Logistique : attention aux contraintes locales
« Dans le
contexte international et européen, la présence des interlocuteurs locaux nous
paraît indispensable, même dans le cadre d'une campagne centralisée, estime
Michèle Ferreboeuf, présidente de MRM. Dans un mailing, il y a beaucoup de
texte, ce qui justifie le besoin de faire appel à des partenaires ou des
prestataires locaux pour la traduction et l'adaptation, la relecture. Le choix
des fichiers nécessite aussi des compétences locales. » Michèle Ferreboeuf note
également que la problématique postale est différente d'un pays à l'autre.
Certains pays sont très évolués en matière de marketing direct, par exemple la
Grande Bretagne ou l'Allemagne. Dans les pays latins en revanche, ou encore au
Japon, les conditions de travail sont beaucoup plus compliquées. Et la
différence entre les normes postales fait que les fichiers ne sont pas formatés
de la même manière. Par exemple, au Japon, l'adresse comporte le nom de la rue
mais pas le numéro car le facteur connaît tous les habitants. La création subit
de la même façon des influences culturelles. Dans les pays anglo-saxons, elle
prend une orientation plus promotionnelle. En France, elle est intellectuelle
et conceptuelle. En Allemagne, plus pragmatique. Une création destinée au
marché allemand utilisera des images réalistes, tandis que sur le marché
français, on verra des images plus évocatrices. Il est aussi important de
pouvoir communiquer avec les relais de l'annonceur au niveau local, pour éviter
les discordances dans les politiques marketing. Ici, il existe deux façons de
faire. On peut organiser des comités stratégiques qui associent les différents
réseaux. Et on peut créer des "kits", des guides qui centralisent et expliquent
les plans d'actions et permettent de tenir compte des disparités locales.
« Dès la
réalisation du mailing, il faut tenir compte des contraintes locales »,
prévient Xavier Moreau, directeur des activités marketing direct chez
Bertelsmann Services. Par exemple en Allemagne, les catalogues sont diffusés
"brut", sans film d'emballage, par respect envers l'environnement. Le mode de
présentation des documents change aussi d'un pays à l'autre : sacs, palettes
etc. Il est utile de prendre contact avec la Poste des pays concernés pour
valider les tarifs appliqués et d'autres détails pratiques. Parfois, il faut
aussi acheter des logiciels spécialisés pour la mise aux normes locales des
adresses. Ensuite, on doit établir les procédures de traitement interne, former
les opérateurs aux modalités de tri et de présentation pour chaque pays. Lors
de la remise au transporteur ou à l'opérateur postal étranger, c'est
l'opérateur qui se chargera de contrôler la qualité et la conformité de la
préparation des envois sur son territoire. Certains routeurs disposent même
d'une cellule de l'opérateur postal étranger sur leur propre site, ce qui
permet de contrôler la qualité de la préparation avant le transport. Parfois
l'opérateur postal, comme Royal Mail, vient former les cadres du prestataire
routeur au maniement de son outil d'édition des colis, des sacs, des
fiches-liasses. « Il y a presque autant de modes de tri que de pays européens
», observe Xavier Moreau. Sans surprise, certains modes de tri et de
présentation sont plus complexes et parfois plus coûteux que d'autres. « Le
mode de tri français n'est pas parmi les moins onéreux, poursuit Xavier Moreau.

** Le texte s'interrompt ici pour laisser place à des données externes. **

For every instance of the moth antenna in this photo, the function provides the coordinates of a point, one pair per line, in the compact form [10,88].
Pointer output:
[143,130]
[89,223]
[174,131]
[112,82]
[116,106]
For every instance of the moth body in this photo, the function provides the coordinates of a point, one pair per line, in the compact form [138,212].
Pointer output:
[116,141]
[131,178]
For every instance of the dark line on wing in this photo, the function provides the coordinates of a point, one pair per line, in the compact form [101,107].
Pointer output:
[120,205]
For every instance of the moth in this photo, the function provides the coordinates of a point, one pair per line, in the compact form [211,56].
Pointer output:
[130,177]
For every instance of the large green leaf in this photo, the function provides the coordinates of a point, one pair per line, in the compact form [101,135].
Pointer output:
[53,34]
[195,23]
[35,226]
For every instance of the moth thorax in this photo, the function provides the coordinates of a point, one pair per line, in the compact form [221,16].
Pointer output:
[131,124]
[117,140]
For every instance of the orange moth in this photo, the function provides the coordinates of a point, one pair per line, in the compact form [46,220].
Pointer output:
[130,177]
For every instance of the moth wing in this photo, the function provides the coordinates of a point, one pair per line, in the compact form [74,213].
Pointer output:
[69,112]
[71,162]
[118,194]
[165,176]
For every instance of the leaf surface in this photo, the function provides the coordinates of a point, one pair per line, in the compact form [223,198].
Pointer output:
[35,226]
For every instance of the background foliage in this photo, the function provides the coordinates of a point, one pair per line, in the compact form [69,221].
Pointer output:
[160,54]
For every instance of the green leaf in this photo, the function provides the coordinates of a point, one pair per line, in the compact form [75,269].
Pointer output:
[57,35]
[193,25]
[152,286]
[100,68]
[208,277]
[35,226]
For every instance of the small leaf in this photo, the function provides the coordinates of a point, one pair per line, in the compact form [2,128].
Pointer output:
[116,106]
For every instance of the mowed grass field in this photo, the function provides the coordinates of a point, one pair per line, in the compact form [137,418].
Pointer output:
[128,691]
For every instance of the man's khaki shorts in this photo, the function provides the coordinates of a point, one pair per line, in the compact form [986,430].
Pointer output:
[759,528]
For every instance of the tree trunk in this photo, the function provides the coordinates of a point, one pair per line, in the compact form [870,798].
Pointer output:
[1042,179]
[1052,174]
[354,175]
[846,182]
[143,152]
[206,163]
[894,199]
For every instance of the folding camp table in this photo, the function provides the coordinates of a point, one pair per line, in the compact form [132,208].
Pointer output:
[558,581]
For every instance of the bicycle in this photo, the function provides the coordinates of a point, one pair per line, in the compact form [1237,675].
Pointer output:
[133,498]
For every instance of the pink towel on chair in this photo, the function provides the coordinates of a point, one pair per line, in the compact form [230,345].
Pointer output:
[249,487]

Les sacs postaux imposent un fonctionnement chronophage et pas très propre
quant aux conditions du travail, dès lors qu'on les compare aux palettes ou aux
cassettes plastiques utilisées en Allemagne. » Pour nombre d'opérateurs du
marché, la démarche de création d'une prestation internationale a été initiée
sous la pression des clients. Typiquement, les gros annonceurs demandent au
prestataire de les suivre dans leur politique de communication européenne et de
réaliser des campagnes sur plusieurs pays. Ce qui facilite la vie des services
d'achats, européens eux- aussi. Cette tendance à l'internationalisation va
manifestement dans le sens d'une certaine dynamique des marchés. Elle va
probablement continuer à se développer, tant que persiste la mode de
"l'européanisation" du marketing direct.